Auch Herbert Männl betont die Bedeutung der Zusammenarbeit. Er freute sich besonders, dass die Weidener Rotarier mit Präsident Robert Stahl die Verwirklichung tatkräftig unterstützten.
Richtspruch zur gelungenen Installation
Zur Einweihung wurde traditionell ein Richtspruch von Zimmerermeister Toni Schatzberger vorgetragen. Dieser würdigte die Bedeutung des neuen Wasserrads. Darin wird das Rad als Symbol für Handwerk, Natur und Beständigkeit beschrieben.
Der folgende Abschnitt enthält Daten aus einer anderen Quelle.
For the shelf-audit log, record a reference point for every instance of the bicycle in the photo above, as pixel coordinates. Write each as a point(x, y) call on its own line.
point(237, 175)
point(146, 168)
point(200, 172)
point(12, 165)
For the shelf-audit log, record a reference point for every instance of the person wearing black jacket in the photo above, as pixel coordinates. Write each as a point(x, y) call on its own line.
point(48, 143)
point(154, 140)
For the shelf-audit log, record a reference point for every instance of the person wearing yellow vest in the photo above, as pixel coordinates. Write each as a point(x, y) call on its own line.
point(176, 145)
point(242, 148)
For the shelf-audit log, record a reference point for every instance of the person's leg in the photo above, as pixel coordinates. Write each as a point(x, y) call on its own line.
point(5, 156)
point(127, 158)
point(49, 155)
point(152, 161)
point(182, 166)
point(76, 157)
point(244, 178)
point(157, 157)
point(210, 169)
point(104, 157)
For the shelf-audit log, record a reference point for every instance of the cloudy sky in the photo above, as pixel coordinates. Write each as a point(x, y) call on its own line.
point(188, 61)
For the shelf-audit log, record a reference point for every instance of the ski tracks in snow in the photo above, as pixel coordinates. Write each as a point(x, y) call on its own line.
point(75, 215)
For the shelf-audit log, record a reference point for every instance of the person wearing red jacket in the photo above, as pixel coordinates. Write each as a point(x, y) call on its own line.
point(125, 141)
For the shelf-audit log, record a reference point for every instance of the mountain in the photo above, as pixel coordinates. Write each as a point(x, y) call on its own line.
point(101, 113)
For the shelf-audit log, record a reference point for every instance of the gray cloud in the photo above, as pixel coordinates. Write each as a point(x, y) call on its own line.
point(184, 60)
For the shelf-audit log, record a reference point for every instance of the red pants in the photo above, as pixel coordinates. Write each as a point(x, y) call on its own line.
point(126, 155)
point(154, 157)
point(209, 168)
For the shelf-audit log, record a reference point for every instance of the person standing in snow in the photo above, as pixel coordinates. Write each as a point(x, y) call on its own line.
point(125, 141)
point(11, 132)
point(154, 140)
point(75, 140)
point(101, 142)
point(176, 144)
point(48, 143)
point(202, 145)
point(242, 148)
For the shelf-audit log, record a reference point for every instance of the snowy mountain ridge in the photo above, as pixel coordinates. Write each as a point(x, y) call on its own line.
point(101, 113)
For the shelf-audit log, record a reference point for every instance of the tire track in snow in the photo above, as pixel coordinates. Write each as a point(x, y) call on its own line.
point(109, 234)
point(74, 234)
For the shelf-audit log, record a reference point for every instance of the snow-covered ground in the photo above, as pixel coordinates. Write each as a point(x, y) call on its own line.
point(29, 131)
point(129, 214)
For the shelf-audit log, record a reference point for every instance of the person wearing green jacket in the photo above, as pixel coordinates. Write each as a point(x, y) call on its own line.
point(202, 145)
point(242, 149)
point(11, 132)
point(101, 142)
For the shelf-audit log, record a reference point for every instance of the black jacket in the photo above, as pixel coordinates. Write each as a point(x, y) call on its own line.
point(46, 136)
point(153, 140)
Es erinnert an die frühere Nutzung und blickt zugleich optimistisch in die Zukunft.
Der Schlusssatz fasst die Botschaft in Reimform zusammen:
Hoch das Glas, mit kräftigem Klang –
damit sich das Rad dreht ein Leben lang.
Nachhaltigkeit und Zukunftsperspektive
Das neue Wasserrad besteht aus robustem Eichenholz. Im Vergleich zur alten Konstruktion verspricht dies eine deutlich längere Lebensdauer. Während das frühere Rad etwa 20 Jahre den Naturgewalten standhielt, setzen die Initiatoren nun auf mehr Beständigkeit.
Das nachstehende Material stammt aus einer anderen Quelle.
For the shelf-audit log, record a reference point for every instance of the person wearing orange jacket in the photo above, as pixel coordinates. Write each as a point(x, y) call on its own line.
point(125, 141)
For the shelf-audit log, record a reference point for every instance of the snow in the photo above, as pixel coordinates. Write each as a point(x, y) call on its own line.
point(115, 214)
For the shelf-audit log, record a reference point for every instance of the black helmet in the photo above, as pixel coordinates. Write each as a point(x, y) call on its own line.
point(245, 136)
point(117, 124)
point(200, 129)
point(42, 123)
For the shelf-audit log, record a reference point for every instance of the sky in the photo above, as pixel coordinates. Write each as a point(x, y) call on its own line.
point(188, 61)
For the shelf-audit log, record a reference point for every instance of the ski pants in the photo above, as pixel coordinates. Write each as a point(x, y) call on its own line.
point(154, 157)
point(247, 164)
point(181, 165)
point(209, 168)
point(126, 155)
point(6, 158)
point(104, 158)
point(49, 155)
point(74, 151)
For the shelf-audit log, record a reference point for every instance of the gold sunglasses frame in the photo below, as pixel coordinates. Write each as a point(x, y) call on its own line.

Begleitet wird das Projekt von den Bayerischen Staatsforsten. Sie bringen ihre fachliche Expertise ein und unterstützen die nachhaltige Umsetzung. Dadurch wird sichergestellt, dass das Wasserrad Waldnaabtal langfristig erhalten bleibt.
Auch die Gemeinde Falkenberg spielt eine wichtige Rolle. Sie übernimmt die Trägerschaft und sorgt für die organisatorische Umsetzung. Bürgermeister Matthias Grundler bedankte sich bei allen Initiatoren und Ausführenden.
Am Sonntag Eröffnung mit Festgottesdienst
Am Sonntag, den 10. Mai 2026 ist die große Eröffnung für Wanderer und Familien geplant. Dazu findet ein feierlicher Festgottesdienst mit Segnung des Wasserrades um 10.00 Uhr statt. Anschließend gibt es Frühschoppen, Mittagessen und Biergartenbetrieb.
Der Rotary Club Stiftland serviert am Nachmittag Kaffee und Kuchen. Dazu spielen die „Heusterz Musikanten“ aus „Dirscharaad“ (Tirschenreut).